Other scholars and I have written about the ethical hazards of prioritizing the future potential of humanity over the lives of Earth’s current inhabitants. As the philosopher Peter Singer put it: “The dangers of treating extinction risk as humanity’s overriding concern should be obvious. Viewing current problems through the lens of existential risk to our species can shrink those problems to almost nothing, while justifying almost anything that increases our odds of surviving long enough to spread beyond Earth.”
MacAskill sees nuclear war, engineered pathogens, advanced artificial intelligence, and global totalitarianism as “existential risks” that could wipe out humans altogether or cause the irreversible collapse of industrial civilization. However, he is notably less concerned about climate change, which many longtermists believe is unlikely to directly cause an existential catastrophe, although it may increase the probability of other existential risks. MacAskill also makes several astonishing claims about extreme global warming that simply aren’t supported by today’s best science, and he is overly optimistic about the extent to which technology can fix climate change. In my view, policy makers and the voting public should not make decisions about climate change based on MacAskill’s book.
Defining existential risk. For longtermists, an existential risk is any event that would prevent humanity from fulfilling its “long-term potential” in the universe, which typically involves colonizing space, using advanced technologies to create a superior posthuman species, and producing astronomical amounts of “value” by simulating huge numbers of digital people. Avoiding existential risks is a top priority for longtermism.

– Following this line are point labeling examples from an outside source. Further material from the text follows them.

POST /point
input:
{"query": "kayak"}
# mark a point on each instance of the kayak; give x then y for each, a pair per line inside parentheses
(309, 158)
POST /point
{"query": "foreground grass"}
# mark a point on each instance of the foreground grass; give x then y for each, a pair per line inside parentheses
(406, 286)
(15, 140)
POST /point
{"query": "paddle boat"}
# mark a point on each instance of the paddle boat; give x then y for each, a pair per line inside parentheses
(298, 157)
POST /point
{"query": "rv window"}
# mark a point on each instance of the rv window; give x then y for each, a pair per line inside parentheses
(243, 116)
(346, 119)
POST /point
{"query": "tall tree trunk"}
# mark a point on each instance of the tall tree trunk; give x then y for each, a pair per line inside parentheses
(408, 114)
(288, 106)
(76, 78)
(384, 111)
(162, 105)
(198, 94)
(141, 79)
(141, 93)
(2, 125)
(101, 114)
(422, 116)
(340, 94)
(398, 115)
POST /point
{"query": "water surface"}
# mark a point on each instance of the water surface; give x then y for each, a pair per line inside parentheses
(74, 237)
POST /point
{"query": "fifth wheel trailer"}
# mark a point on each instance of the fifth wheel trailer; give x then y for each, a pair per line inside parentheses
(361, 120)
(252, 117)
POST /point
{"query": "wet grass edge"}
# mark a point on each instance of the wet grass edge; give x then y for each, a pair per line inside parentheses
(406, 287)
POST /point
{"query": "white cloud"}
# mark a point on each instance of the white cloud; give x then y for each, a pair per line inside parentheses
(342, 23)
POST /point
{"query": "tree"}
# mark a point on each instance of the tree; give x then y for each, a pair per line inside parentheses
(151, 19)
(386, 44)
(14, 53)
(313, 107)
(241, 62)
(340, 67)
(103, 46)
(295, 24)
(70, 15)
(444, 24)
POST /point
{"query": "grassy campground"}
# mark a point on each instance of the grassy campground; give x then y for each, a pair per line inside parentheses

The most obvious existential risk is human extinction, but there are many survivable scenarios as well. For example, technological “progress” could stall, leaving humans Earth-bound. Or, more controversially, Nick Bostrom—a philosopher at the University of Oxford’s Future of Humanity Institute who has been called “the father of longtermism”—argued in a 2002 seminal paper that if less “intellectually talented” individuals outbreed their more intelligent peers, the human species could become too unintelligent to develop the technologies needed to fulfill our potential (although he assured readers that humans will probably develop the ability to create super-smart designer babies before this happens).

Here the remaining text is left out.